How to Document Surgical Wound Classifications Properly

Surgical wound classification is the most circulated nurse document within a patient’s record once the surgical procedure is over. Since wound classifications serve as a formula to grade the extent of microbial contamination postoperatively, proper documentation of wound classifications can help to know about the possibility of developing an infection at the surgical site. This will also help to make a comparison of wound infection rates with different surgical techniques, surgeons and facilities so that you can quickly enable appropriate surveillance and take effective preventive measures. Electronic Medical Records (EMRs) specially designed for wound care can enhance the documentation further.

For accurate documentation, healthcare providers should ensure the following:

  • Thorough Knowledge about Wound Classes – Both surgeons and circulating Registered Nurses (RNs) must understand the definition of every wound class and the impact of assigning wrong wound class.
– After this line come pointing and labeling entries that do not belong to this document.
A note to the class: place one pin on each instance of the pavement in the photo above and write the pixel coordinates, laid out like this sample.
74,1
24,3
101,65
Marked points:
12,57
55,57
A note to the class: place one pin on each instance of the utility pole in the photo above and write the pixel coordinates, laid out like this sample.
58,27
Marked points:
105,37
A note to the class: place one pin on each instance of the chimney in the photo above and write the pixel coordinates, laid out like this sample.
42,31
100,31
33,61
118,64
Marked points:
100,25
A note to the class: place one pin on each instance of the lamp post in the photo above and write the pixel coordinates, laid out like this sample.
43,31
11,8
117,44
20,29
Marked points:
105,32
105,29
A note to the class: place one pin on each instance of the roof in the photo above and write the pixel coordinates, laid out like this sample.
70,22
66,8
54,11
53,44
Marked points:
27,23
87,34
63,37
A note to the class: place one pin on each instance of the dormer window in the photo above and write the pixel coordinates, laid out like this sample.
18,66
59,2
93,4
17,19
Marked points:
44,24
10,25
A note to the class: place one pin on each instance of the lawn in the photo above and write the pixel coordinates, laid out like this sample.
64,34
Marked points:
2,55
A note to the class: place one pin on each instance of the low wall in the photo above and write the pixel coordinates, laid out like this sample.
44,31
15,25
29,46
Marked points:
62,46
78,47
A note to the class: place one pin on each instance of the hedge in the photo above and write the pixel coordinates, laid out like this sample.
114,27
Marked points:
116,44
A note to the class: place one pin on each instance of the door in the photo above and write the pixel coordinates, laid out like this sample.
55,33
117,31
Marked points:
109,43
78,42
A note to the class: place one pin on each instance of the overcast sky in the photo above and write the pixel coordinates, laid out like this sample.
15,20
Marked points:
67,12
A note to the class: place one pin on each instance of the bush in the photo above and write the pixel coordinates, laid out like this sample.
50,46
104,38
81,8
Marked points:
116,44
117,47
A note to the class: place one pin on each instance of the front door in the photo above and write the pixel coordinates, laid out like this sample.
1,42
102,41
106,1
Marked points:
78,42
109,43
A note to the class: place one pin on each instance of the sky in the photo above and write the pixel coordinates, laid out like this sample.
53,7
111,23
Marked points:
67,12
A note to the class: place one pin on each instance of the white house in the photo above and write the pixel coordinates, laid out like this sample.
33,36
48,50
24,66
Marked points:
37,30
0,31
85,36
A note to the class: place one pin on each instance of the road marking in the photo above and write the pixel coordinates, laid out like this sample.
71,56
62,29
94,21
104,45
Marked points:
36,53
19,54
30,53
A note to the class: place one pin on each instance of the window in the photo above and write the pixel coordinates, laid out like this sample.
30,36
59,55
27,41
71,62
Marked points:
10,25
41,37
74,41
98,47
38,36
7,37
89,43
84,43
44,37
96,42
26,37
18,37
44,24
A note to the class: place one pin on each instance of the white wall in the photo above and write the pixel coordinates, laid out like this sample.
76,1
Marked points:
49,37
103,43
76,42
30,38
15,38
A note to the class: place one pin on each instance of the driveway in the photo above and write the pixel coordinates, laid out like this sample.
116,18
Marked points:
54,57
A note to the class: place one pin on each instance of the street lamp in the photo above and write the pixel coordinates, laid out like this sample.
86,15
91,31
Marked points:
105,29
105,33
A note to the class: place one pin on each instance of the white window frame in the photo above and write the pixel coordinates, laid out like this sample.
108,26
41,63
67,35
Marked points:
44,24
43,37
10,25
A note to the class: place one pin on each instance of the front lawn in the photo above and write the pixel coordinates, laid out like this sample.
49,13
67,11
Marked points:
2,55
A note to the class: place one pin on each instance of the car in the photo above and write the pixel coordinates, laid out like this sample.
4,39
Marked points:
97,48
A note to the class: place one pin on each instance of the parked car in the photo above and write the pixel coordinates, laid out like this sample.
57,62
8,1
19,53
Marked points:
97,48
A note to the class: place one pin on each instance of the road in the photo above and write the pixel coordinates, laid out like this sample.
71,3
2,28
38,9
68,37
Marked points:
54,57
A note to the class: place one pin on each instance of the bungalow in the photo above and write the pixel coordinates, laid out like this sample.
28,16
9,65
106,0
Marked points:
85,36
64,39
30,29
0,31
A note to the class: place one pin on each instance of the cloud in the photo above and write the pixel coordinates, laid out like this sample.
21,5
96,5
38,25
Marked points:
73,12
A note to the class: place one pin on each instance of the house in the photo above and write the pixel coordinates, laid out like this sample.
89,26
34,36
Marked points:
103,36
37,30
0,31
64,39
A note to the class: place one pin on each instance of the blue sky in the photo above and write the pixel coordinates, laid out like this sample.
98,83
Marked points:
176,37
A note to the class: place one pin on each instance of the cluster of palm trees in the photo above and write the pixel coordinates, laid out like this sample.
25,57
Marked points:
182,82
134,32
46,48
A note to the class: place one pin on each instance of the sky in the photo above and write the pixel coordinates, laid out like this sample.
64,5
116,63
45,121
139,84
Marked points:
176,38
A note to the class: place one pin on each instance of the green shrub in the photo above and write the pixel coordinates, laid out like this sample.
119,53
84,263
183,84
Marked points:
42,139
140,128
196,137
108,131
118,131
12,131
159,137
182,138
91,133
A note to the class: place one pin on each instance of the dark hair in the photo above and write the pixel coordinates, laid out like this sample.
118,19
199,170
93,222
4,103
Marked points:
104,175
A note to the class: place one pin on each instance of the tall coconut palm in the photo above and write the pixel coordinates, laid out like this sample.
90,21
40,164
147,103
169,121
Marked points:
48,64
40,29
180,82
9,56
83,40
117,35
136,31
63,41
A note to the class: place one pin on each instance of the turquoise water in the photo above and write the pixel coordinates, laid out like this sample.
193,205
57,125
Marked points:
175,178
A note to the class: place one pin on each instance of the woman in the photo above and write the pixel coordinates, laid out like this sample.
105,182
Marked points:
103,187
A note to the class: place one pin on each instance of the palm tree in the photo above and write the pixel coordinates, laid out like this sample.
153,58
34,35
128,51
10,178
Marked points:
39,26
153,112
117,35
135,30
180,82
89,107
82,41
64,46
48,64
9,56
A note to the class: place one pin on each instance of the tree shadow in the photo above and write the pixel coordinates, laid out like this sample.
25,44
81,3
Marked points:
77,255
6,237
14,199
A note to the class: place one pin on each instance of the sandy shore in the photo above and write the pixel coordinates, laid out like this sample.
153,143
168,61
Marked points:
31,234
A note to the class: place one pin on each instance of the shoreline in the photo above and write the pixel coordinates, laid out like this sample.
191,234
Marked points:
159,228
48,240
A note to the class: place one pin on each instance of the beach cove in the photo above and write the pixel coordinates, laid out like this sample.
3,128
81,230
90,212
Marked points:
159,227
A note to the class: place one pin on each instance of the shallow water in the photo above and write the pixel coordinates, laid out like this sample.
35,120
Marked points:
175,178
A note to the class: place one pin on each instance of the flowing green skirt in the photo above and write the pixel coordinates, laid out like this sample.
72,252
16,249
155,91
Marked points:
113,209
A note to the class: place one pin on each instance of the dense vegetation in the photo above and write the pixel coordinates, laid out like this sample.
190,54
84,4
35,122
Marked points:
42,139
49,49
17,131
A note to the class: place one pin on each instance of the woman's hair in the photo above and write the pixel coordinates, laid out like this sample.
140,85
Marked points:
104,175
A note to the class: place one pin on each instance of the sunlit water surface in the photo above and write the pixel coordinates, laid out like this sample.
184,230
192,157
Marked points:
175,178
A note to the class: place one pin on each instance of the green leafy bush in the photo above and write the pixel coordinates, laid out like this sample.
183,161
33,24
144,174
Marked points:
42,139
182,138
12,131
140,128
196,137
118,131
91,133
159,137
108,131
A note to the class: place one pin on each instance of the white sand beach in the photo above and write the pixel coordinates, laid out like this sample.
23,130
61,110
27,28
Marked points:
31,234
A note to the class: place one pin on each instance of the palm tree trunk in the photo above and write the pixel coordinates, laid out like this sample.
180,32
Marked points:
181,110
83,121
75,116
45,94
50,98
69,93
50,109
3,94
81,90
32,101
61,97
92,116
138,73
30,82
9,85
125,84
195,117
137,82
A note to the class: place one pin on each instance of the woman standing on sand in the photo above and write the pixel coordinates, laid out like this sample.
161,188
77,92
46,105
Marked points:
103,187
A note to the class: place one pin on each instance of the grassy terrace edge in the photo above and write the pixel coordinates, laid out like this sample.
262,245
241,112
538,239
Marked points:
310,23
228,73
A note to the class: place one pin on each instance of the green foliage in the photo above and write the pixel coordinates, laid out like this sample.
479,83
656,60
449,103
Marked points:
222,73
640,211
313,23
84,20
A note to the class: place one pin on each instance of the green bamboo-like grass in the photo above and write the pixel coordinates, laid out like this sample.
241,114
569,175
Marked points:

The American College of Surgeons defined the wound classifications categories initially, which was later adapted by the Centers for Disease Control and Prevention (CDC) into their guidelines. According to the CDC guidelines, surgical wounds are divided into four classes such as:
    • CLASS I/CLEAN WOUNDS – Uninfected surgical wounds in which no inflammation is encountered and no respiratory, alimentary, genital, or urinary tracts are entered. These wounds are primarily closed and drained with closed drainage, if necessary. Surgical wound incisions resulting from non-penetrating trauma should be included in this class if they meet the criteria.
    • CLASS II/CLEAN-CONTAMINATED WOUNDS – Surgical wounds in which the respiratory, alimentary, genital, or urinary tracts are entered, but under controlled conditions as well as without unusual contamination. The surgical procedures that involve the billary tract, appendix, vagina, and oropharynx are specifically included in this classification if no evidence of infection is encountered and no major break in technique happens.
    • CLASS III/CONTAMINATED WOUNDS – These are open, fresh and accidental wounds. Usually, the surgical procedures in which a major break in sterile technique happens or when gross spillage from the gastrointestinal tract and the incisions in which acute, nonpurulent inflammation is encountered are included in this category.
    • CLASS IV/DIRTY OR INFECTED WOUNDS – This category includes old traumatic wounds with retained or devitalized tissue and wounds that involve existing clinical infection or perforated viscera.
  • Proper Assessment – Accurate wound class assignment is very important especially when CLASS II is the most common misused class (it should not be assigned as a default wound class when there is uncertainty and it is not a gray area between CLASS I and CLASS III wounds). Since several factors contribute to the assignment of classification such as the location of the surgery, a major break in sterile technique, the presence of existing infection at the surgical site and the presence of acute inflammation, nurses and physicians should study the wound thoroughly to document accurate details. Tools such as Surgical Wound Classification Decision Tree can be used in decision making. With a standardized wound assessment procedure, it is easy to find out these factors using appropriate tool so that the documentation of wound classification will be accurate.
  • Better Communication – Since the wound classification is subject to change, the wound class should be assigned after consulting with the surgeon at the end of the surgical procedure and should be documented in the perioperative period. So, there should be transparent and effective communication between RNs and surgeons for documenting wound classification correctly.

With EMR, nurses can document vital signs, the medicines patients take, and review symptoms and medical history using a computer in the exam room. The system will populate the appropriate data entry points automatically according to the information entered by the nurses. This will relieve them from writing and checking piles of notes in order to document wound details more accurately.

Surgeons can retrieve this information easily if their module is integrated with the module used by nurses and assess the wound class easily. The photographs of wounds can be uploaded into the EMR so that diagnosis will be easier. In short, healthcare providers can generate accurate documents regarding surgical wound classification by providing proper education to their staff about classification schema and by using efficient EMR systems.